Hardware: How to Identify and Interpret SCSI Sense Codes on a DXi Platform |
This article provides information on how to analyze SCSI sense codes on a DXi system.
When a target receives a SCSI command from an initiator, a return code is generated, which shows the result of the command. This return code is called a SCSI Sense Code (or SCSI Sense Data). For a full list of SCSI Command Operation Codes, see CDB Structure Explained, which describes the SCSI Command Descriptor Block (CDB) structure that displays in the messages file.

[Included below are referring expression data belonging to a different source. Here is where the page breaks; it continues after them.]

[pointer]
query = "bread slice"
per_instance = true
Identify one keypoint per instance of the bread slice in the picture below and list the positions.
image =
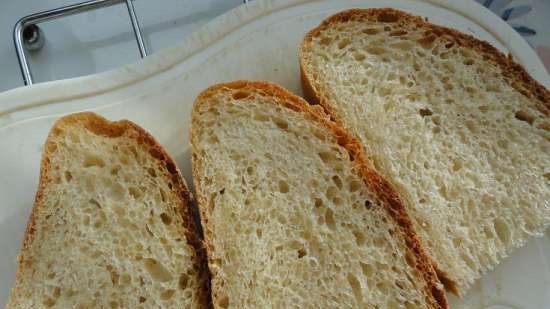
(293, 215)
(111, 225)
(461, 130)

SCSI Sense Codes consist of the following fields:
This is the completion status of the SCSI command. A code of 00h means that the command was successfully processed by the target. The possible Status Codes are:
Code |
Name |
00h |
GOOD |
02h |
CHECK CONDITION |
04h |
CONDITION MET |
08h |
BUSY |
18h |
RESERVATION CONFLICT |
28h |
TASK SET FULL |
30h |
ACA ACTIVE |
40h |
TASK ABORTED |
If the command isn't processed successfully and returns the CHECK CONDITION code, the target will provide additional information in the Sense Key, ASC, and ASCQ fields:
Code |
Name |
0h |
NO SENSE |
1h |
RECOVERED ERROR |
2h |
NOT READY |
3h |
MEDIUM ERROR |
4h |
HARDWARE ERROR |
5h |
ILLEGAL REQUEST |
6h |
UNIT ATTENTION |
7h |
DATA PROTECT |
8h |
BLANK CHECK |
9h |
VENDOR SPECIFIC |
Ah |
COPY ABORTED |
Bh |
ABORTED COMMAND |
Dh |
VOLUME OVERFLOW |
Eh |
MISCOMPARE |
Fh |
COMPLETED |
The list of possible results is very long. For a list of the standard SCSI codes used by all vendors, see http://www.t10.org/lists/asc-num.txt.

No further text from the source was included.